JohnSnowLabs/spark-nlp

KMeans throws “Column features must be of type equal to one of the following types”

Loyoyoyoyo opened this issue · 2 comments

Hi,I think the exception arise from the wrong input of KMeans.Because when I delete the cluster_alg in the pipeline, no exception arise。
I read a similar issue,you advise to use embeddingsSentence. but I don't need a sentenceEmbedding,so I choose embeddingFinisher.

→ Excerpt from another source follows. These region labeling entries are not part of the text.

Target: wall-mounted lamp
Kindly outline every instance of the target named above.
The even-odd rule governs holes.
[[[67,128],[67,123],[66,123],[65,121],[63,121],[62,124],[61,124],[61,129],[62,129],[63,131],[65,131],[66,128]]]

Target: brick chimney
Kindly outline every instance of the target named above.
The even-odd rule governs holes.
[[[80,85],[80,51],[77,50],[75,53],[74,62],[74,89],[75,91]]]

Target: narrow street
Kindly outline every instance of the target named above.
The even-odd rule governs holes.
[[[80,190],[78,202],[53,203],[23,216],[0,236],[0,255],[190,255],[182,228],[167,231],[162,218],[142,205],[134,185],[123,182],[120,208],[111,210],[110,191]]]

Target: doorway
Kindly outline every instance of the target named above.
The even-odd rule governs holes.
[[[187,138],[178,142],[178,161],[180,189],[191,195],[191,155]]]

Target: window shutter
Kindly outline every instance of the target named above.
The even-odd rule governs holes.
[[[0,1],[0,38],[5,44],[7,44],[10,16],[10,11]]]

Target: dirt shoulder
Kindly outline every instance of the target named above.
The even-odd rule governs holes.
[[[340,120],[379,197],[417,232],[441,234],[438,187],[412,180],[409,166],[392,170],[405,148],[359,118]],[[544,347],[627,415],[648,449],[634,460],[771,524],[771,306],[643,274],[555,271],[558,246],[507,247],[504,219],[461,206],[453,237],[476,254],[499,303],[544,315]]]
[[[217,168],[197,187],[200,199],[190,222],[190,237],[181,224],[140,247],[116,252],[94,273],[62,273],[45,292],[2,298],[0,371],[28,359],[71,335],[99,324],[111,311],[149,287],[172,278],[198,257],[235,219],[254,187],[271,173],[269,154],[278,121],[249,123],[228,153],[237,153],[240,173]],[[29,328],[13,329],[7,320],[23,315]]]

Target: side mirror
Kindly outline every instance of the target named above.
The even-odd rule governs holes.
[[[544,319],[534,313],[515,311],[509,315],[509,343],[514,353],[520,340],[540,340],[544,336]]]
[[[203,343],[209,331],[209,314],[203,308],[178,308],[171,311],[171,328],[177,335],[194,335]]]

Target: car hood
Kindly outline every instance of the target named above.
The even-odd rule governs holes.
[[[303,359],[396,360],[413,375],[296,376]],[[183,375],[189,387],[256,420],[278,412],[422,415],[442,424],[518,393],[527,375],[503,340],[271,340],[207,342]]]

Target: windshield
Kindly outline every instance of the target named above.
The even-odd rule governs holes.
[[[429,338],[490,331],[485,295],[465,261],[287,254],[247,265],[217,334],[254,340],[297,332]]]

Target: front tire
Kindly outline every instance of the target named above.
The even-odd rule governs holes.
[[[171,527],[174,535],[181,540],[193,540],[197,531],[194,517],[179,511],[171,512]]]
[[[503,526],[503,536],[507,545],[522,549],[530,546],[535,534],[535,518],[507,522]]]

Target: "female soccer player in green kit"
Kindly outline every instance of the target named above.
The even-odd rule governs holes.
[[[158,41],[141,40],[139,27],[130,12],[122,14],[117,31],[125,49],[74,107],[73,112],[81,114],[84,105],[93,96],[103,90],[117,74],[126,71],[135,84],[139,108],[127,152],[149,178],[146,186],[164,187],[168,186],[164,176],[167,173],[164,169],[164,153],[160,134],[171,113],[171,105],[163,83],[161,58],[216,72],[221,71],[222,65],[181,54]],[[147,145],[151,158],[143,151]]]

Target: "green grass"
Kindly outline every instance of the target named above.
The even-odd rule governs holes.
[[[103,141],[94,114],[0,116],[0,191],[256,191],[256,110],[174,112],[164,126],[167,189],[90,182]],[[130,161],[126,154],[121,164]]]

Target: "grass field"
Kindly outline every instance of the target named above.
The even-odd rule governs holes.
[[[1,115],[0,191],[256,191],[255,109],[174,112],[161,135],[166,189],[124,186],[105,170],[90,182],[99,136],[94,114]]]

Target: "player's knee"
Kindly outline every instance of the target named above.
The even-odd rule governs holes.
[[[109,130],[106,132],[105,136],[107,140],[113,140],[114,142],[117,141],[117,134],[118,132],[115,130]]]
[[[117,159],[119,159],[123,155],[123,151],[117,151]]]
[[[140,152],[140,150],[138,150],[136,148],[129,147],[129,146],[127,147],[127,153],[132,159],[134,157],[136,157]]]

Exception: IllegalArgumentException: requirement failed: Column features must be of type equal to one of the following types: [struct<type:tinyint,size:int,indices:array<int>,values:array<double>>, array<double>, array<float>] but was actually of type array<struct<type:tinyint,size:int,indices:array<int>,values:array<double>>>.

Code

I have some dataset(lang: zh) that segmented by jieba,stopWordsRemover already.

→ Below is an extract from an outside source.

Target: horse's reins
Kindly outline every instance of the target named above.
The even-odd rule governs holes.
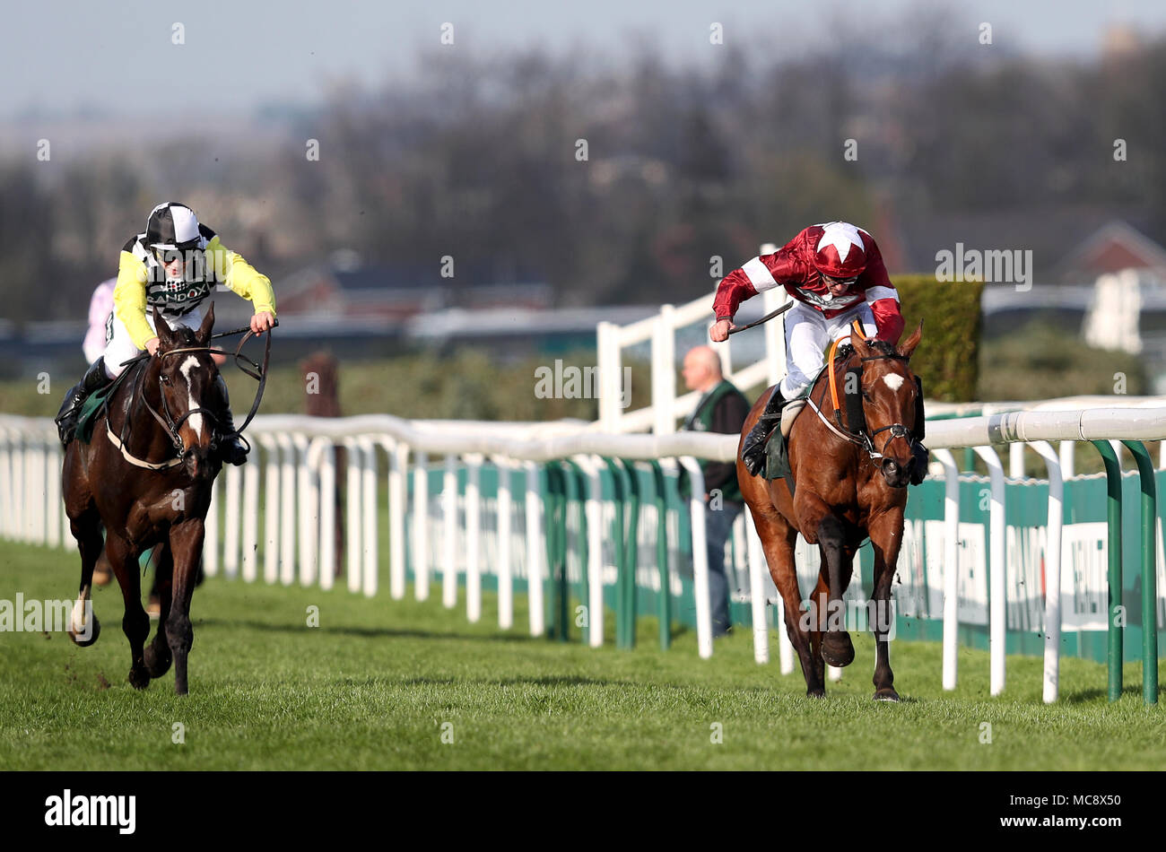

seg_udf = udf(seg, ArrayType(StringType()))
data = data.withColumn('jieba',seg_udf(data['content']))
remover = StopWordsRemover(inputCol="jieba", outputCol="stopwords", stopWords=stop_words)
data = remover.transform(data)
data = data.withColumn("stopwords",concat_ws(" ",col("stopwords")))

then according to #5685 I use RegexTokenizer . then I user BertEmbeddings,embeddingsFinisher and Kmeans
documentAssembler = DocumentAssembler() .setInputCol("stopwords") .setOutputCol("document")

regexTokenizer = RegexTokenizer() .setInputCols(["document"]) .setOutputCol("token") .setToLowercase(True)

bertEmbedding_model = BertEmbeddings.load(model_path).setInputCols("document","token"). setOutputCol("embeddings"). setDimension(768). setStorageRef('bert_multi_cased')

embeddingsFinisher = EmbeddingsFinisher() .setInputCols("embeddings") .setOutputCols("features") .setOutputAsVector(True) .setCleanAnnotations(False)

cluster_alg = KMeans() .setFeaturesCol("features") .setK(10)

pipeline = Pipeline( stages = [ documentAssembler, regexTokenizer, bertEmbedding_model, embeddingsFinisher, cluster_alg ])
model = pipeline.fit(data)
data = model.transform(data)

Spark NLP version and Apache Spark

Apache spark 3.2.0
SparkNLP 4.2.4(2022.11.29)

Current Behavior


IllegalArgumentException Traceback (most recent call last)
Cell In[42], line 9
1 pipeline = Pipeline(
2 stages = [
3 documentAssembler,
(...)
7 cluster_alg
8 ])
----> 9 model = pipeline.fit(data)
10 data = model.transform(data)

File D:\Kit\Anaconda\envs\BERTopic_Env\lib\site-packages\pyspark\ml\base.py:161, in Estimator.fit(self, dataset, params)
159 return self.copy(params)._fit(dataset)
160 else:
--> 161 return self._fit(dataset)
162 else:
163 raise TypeError("Params must be either a param map or a list/tuple of param maps, "
164 "but got %s." % type(params))

File D:\Kit\Anaconda\envs\BERTopic_Env\lib\site-packages\pyspark\ml\pipeline.py:114, in Pipeline._fit(self, dataset)
112 dataset = stage.transform(dataset)
113 else: # must be an Estimator
--> 114 model = stage.fit(dataset)
115 transformers.append(model)
116 if i < indexOfLastEstimator:

File D:\Kit\Anaconda\envs\BERTopic_Env\lib\site-packages\pyspark\ml\base.py:161, in Estimator.fit(self, dataset, params)
159 return self.copy(params)._fit(dataset)
160 else:
--> 161 return self._fit(dataset)
162 else:
163 raise TypeError("Params must be either a param map or a list/tuple of param maps, "
164 "but got %s." % type(params))

File D:\Kit\Anaconda\envs\BERTopic_Env\lib\site-packages\pyspark\ml\wrapper.py:335, in JavaEstimator._fit(self, dataset)
334 def _fit(self, dataset):
--> 335 java_model = self._fit_java(dataset)
336 model = self._create_model(java_model)
337 return self._copyValues(model)

File D:\Kit\Anaconda\envs\BERTopic_Env\lib\site-packages\pyspark\ml\wrapper.py:332, in JavaEstimator._fit_java(self, dataset)
318 """
319 Fits a Java model to the input dataset.
320
(...)
329 fitted Java model
330 """
331 self._transfer_params_to_java()
--> 332 return self._java_obj.fit(dataset._jdf)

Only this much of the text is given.